China recently circulated a draft regulation regarding the use of patents in Chinese national standards. The regulation demands that for patents to be eligible for incorporation in standards, they must be made irrevocably available royalty free or for a nominal fee. This will have dramatic consequences for foreign and domestic innovators.
China divides standards into four different categories; national, industry, local or enterprise. Monday, November 30, was the last day to submit comments on a draft regulation regarding the use of patents in standards.
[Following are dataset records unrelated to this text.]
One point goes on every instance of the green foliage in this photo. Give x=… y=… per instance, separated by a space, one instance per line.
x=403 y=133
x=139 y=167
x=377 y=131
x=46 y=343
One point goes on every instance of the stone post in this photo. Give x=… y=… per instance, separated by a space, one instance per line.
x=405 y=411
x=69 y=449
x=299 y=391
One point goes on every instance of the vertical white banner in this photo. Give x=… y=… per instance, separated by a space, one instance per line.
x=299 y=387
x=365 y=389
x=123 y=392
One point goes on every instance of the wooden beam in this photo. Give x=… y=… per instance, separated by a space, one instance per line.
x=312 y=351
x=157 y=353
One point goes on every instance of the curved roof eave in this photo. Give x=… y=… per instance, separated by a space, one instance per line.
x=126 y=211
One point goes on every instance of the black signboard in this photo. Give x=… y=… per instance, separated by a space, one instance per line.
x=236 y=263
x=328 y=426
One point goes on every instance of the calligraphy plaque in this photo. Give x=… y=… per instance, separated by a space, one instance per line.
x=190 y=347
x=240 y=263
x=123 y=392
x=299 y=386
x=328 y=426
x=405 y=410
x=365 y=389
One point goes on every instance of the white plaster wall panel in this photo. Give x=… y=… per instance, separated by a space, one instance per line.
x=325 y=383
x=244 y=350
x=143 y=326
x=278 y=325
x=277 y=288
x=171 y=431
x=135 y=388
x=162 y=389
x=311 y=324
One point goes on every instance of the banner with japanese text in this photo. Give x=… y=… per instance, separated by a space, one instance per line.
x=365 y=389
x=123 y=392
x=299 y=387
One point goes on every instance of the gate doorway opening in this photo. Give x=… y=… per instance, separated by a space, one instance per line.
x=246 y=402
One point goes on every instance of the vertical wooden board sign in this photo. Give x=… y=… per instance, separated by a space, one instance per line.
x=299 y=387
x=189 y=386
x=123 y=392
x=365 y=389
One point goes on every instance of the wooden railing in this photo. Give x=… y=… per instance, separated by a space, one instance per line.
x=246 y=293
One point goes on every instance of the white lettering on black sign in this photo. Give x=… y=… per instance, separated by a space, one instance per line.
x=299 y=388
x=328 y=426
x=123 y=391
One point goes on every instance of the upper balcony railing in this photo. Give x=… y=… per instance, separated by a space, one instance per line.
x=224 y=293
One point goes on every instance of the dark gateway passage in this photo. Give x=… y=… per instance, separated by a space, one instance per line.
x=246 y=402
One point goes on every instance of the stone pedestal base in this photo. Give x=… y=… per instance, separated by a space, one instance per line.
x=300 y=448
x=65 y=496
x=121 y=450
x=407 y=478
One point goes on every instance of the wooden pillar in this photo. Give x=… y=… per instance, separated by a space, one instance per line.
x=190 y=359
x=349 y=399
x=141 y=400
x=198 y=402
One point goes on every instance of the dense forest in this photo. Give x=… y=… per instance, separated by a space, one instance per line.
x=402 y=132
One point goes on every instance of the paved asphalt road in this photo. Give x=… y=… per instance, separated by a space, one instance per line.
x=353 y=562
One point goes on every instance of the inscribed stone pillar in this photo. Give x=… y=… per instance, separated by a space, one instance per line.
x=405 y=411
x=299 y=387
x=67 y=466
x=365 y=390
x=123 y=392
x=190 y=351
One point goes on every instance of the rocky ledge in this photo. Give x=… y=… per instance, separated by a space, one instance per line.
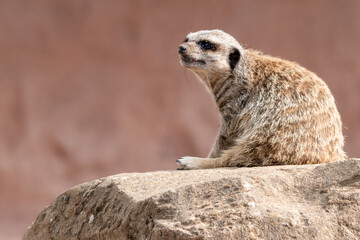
x=279 y=202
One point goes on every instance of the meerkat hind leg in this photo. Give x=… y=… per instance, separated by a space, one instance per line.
x=188 y=163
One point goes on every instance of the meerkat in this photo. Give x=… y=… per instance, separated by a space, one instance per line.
x=273 y=111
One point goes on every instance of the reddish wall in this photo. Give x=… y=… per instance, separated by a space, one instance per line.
x=89 y=89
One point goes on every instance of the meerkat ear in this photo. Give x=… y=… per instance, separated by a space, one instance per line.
x=234 y=58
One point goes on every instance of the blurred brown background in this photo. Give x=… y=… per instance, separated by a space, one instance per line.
x=93 y=88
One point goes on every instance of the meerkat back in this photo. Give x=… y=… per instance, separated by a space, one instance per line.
x=272 y=111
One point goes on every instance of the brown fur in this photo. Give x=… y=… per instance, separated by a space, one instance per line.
x=272 y=111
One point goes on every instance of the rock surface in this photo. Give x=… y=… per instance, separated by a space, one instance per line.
x=279 y=202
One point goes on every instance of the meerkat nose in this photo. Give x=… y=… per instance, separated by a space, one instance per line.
x=182 y=49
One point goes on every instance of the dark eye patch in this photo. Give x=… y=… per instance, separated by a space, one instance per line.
x=206 y=45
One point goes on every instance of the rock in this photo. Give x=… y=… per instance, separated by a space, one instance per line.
x=278 y=202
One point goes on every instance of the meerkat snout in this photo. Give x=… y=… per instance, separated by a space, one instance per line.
x=182 y=49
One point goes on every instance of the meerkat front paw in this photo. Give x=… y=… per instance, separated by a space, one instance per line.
x=188 y=163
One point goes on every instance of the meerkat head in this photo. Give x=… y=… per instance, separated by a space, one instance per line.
x=210 y=52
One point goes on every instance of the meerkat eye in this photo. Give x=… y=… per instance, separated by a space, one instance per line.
x=206 y=45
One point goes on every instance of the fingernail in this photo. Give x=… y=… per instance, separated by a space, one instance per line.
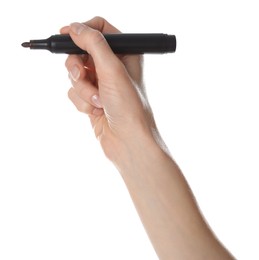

The draft regulation includes several interesting proposals that are bound to have substantial consequences. The negative impact on innovators could be severe. This proposal fuels the conflicts of interests between China, on the one hand, and the European Union and the USA, on the other. This development is worrying and could easily spill-over to trade- and investment policy.
A Chinese Approach to Standardization
Notably, the draft stipulates that any relevant intellectual property involved in the process of Chinese national standardization should be disclosed by participants as well as non-participants to the standardization body in charge. Patents that are not disclosed in accordance with the requirements are considered license free. Moreover, patent holders may be held liable for concealing patent information, if this has a negative effect on the development or implementation of a national standard.
The draft explicitly states (NB! This is an unofficial translation to English):
Article 8: “That patentees and their affiliates participating in the drafting of the standards fail to disclose in accordance with the above requirements shall be regarded as licensing for free and where they conceal the patent information, which bring losses to the setting and implementation of the national standards, they shall bear corresponding legal liabilities.”
Article 9: “When the setting and revision of national standards involve patents, [Professional Standardization Technical Commission or Body in Charge] shall obtain promptly the irrevocable licensing statements in writing issued by the patentees on implementing the patents.”
Also, national standards can only incorporate proprietary IP which is made available at royalty fees that are considerably lower than (F)RAND. Standards that are found to contain patents without licensing statements are to be revised unless licensing statements are promptly obtained by the (Chinese) National Administrative Department of Standardization.
For mandatory national standards, the draft regulation proposes that no patents should be incorporated in principle. When it is absolutely necessary to involve patents, the IPR holder is to grant licensing for free or the standard should be revised.
Diminishing the Value of Intellectual Property
The draft regulation will effectively force IPR holders to accept licensing terms deemed fair by the National Administrative Department of Standardization. This may result in patentees receiving licensing fees significantly lower than market level (i.e. “nominal fees”).
Consequently this implies that the Chinese are attempting to reduce the rewards to foreign IPR holders. The draft Chinese regulation not only demands disclosure of patents but forces the owners to accept low royalty rates. This will have a negative impact on innovators in OECD countries as well as in China.
After the public consultation has now ended one can hope that the Chinese authorities revise the regulation to be more coherent with basic IPR principles in the rest of the world. This would not only benefit innovators but would also reduce the risk of international policy conflicts considerably.